"J’étais loin de m’en douter, mais l’étape la plus mémorable de ma vie d’auto-stoppeur m’attendait : un camion-benne, avec déjà cinq gars vautrés à l’arrière, et les chauffeurs, deux jeunes fermiers blonds du Minnesota, qui ramassaient tous les gens qu’ils trouvaient sur leur route — on n’aurait pas pu rêver deux culs-terreux plus souriants et plus joyeux, tous deux en chemise de coton et salopette à même la peau, des poignets puissants, et de grands salussava pour tout ce qui croisait leur chemin. Je cours jusqu’au camion, je dis : « Y a de la place ? » et ils me répondent : « Et comment, grimpe, y a de la place pour tout le monde. » J’ai grimpé, baba devant la simplicité des circonstances. Je n’étais pas sur la plate-forme que le camion démarrait déjà en trombe, j’ai piqué du nez, un des gars m’a rattrapé, j’ai réussi à m’asseoir tant bien que mal."
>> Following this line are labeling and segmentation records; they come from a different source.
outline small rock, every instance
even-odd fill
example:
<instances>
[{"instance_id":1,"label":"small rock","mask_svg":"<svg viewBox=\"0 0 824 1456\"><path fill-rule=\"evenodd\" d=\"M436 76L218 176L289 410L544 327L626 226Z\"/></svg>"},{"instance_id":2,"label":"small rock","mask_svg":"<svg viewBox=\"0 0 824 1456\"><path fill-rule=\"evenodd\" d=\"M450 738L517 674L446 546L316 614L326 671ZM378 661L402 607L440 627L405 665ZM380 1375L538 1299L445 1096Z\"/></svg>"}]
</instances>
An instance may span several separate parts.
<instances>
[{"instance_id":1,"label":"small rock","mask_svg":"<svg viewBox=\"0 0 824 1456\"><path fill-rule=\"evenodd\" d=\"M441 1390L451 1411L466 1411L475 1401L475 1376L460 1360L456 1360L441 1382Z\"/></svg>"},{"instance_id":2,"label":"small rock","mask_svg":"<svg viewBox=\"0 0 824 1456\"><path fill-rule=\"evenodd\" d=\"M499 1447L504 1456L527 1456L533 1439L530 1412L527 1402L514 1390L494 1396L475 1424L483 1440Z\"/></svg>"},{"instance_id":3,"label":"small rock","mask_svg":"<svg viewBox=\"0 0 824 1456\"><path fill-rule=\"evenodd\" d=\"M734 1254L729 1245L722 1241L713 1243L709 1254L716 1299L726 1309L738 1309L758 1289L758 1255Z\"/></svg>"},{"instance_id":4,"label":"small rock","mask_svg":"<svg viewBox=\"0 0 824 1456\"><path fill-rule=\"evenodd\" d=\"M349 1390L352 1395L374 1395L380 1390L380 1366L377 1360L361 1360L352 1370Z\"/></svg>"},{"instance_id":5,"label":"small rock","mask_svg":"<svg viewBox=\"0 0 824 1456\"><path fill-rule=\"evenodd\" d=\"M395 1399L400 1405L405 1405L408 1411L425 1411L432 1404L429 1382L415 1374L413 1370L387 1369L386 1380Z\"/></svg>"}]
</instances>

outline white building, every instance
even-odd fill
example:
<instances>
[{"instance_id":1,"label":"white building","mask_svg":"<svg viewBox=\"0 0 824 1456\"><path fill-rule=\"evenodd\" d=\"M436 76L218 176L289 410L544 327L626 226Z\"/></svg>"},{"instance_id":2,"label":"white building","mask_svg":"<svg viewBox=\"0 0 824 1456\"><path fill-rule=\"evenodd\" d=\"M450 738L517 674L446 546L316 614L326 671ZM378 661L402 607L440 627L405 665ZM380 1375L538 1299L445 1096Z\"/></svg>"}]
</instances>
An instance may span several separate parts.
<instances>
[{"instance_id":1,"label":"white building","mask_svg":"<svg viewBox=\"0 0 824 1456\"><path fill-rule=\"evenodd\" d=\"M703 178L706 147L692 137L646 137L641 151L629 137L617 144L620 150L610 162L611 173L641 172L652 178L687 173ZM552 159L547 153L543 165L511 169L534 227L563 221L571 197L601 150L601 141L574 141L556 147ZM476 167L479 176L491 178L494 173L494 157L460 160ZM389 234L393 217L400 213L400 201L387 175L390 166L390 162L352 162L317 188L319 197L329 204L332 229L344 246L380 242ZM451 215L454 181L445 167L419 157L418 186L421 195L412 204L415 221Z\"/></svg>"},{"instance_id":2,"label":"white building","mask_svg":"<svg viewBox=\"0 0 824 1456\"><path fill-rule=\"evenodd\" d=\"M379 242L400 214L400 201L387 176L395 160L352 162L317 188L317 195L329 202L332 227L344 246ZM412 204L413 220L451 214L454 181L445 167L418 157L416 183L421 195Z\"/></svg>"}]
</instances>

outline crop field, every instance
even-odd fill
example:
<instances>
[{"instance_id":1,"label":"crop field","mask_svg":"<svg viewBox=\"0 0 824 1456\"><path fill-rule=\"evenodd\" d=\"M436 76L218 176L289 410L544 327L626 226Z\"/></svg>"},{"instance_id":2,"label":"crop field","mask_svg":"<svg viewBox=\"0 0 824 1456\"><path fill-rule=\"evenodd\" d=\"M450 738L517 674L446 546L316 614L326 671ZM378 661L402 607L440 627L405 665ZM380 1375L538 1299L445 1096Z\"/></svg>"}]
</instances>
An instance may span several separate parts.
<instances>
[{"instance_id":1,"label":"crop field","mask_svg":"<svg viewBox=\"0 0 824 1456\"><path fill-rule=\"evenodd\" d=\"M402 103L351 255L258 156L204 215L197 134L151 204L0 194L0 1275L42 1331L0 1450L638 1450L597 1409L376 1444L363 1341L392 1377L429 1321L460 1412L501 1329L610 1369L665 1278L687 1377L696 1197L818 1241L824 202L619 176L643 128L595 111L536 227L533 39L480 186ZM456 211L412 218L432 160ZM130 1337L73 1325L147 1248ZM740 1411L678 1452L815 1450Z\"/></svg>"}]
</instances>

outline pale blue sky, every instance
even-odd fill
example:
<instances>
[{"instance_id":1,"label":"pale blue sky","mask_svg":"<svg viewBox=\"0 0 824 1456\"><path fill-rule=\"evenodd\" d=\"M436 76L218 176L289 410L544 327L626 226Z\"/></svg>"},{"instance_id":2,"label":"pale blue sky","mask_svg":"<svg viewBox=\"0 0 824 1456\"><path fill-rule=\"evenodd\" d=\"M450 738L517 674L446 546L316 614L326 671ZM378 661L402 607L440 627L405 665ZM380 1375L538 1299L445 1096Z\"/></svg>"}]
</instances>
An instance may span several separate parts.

extrait du "Sur la route" de J. Kerouac
A l'époque de Kerouac, on ne parlait pas d'économie du partage, mais on pratiquait le partage. On prenait gratuitement des gens qui faisaient du stop.
Aujourd'hui, on parle beaucoup d'économie du partage, mais on ne pratique plus le partage. On ne prend plus d'auto-stoppeurs, on vend des places dans une voiture via des sites sur le net.
Bref ce que certains nomment l'économie du partage, c'est tout sauf du partage.
C'est juste de la course obsessionnelle au gain.
C'est juste de l'hyper-capitalisme - tout est prétexte à gagner de l'argent.
"J'ai une place dans ma voiture ? je la vend sur Blablacar."
"Je laisse ma maison vide un week-end ? je la loue sur Airbnb."
En soit, cette marchandisation à outrance ne me choque pas plus que cela.